Next, we capture g2 and make g2 use the same memory pool as g1. And the situation which we have is something like the following:

  • g2 uses the same CUDAGraph Memory Pool as g1 for its internal operations.
  • g2 gets its input from a different static placeholder 2.
  • Output of g2 is again a pointer to the CUDAGraph memory pool.

From the post:

With torch.cuda.make_graphed_callables(), if you want to graph several callables and you know they’ll always run in the same order (and never concurrently) pass them as a tuple in the same order they’ll run in the live workload, and make_graphed_callables() will capture their graphs using a shared private pool.

This means that if the capture sequence is g1 → g2, we should follow the order of g1 → g2 during replay. (why?)

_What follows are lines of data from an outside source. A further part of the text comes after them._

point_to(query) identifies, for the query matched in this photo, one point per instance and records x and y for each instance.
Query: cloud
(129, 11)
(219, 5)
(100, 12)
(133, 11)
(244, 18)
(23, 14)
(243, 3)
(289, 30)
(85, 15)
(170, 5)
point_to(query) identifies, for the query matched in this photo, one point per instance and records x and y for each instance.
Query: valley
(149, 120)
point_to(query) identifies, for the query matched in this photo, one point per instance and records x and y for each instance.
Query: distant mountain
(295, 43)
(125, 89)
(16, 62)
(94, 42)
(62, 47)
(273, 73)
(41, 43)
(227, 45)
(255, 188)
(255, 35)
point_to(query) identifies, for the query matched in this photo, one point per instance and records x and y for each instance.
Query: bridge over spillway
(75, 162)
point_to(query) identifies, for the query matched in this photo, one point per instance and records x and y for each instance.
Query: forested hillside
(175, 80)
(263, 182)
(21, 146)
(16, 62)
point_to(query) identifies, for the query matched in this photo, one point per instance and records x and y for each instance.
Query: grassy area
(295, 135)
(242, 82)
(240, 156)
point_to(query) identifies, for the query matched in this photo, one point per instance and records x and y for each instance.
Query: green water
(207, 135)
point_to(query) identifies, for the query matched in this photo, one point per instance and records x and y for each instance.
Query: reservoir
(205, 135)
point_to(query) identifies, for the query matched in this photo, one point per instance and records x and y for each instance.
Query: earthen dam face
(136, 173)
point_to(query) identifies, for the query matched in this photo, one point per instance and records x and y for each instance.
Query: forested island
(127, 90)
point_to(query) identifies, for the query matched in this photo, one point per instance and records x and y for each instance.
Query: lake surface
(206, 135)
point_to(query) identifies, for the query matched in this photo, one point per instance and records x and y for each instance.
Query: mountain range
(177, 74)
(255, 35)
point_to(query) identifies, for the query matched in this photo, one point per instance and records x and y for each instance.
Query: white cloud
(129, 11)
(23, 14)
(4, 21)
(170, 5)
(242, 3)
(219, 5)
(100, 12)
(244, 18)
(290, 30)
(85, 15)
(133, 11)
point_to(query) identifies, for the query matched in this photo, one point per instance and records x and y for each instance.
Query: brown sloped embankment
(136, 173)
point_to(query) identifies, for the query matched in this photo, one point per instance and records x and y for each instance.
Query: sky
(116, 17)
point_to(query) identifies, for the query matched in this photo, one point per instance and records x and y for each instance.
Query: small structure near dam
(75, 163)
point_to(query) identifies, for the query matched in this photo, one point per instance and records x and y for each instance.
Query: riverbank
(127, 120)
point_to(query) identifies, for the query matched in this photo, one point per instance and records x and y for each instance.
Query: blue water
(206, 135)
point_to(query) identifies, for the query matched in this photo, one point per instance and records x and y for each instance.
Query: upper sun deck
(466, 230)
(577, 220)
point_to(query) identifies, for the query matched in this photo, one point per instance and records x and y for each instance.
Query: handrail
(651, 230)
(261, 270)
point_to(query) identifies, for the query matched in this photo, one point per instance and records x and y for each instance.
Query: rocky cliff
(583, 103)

I want to understand a few details about the approach:

  1. I guess copying data to the static placeholder is not required in CUDAGraph trees (based on the diagrams and the lightning talk by @eellison). The output address of g1 is baked into the graph g2 as its (static) input.
  2. If we have a chain, say g1 → g2, I guess g1 and g2 share the same CUDA memory pool in the same manner as in the case of eager CUDA Graph capture.
  3. Now, as in the post by @eellison following g1 → g2 if we have another graph g4 (a chain g1 → g2 → g4), I guess, g4 as well shares the same memory pool as that of g1, g2 right?
  4. I am trying to understand why we need to branch out and checkpoint the memory state.
    • Let us say that we are in a situation where we have captured g1 followed by g2, and g2 shares the same memory pool as g1.
    • Now, suppose we reach a situation where we need to execute graph g3 after g1. And now, given the current situation of the memory pool, if we try capturing g3, it would lead to the dependency g1 → g2 → g3, right? Trying to replay in order g1 → g3 might result in an error because we are not following the capture order during replay.
  1. Regarding the above quote, can a simple example be provided illustrating its importance?
  1. Similarly, for the above quote, a simple example would help to understand it.
  1. An example of the “live memory” discussed above and how it causes dependency between two recordings.
  1. If I can understand the idea of “live tensors” (as asked in point 7), then the above quote will get clearer, I guess.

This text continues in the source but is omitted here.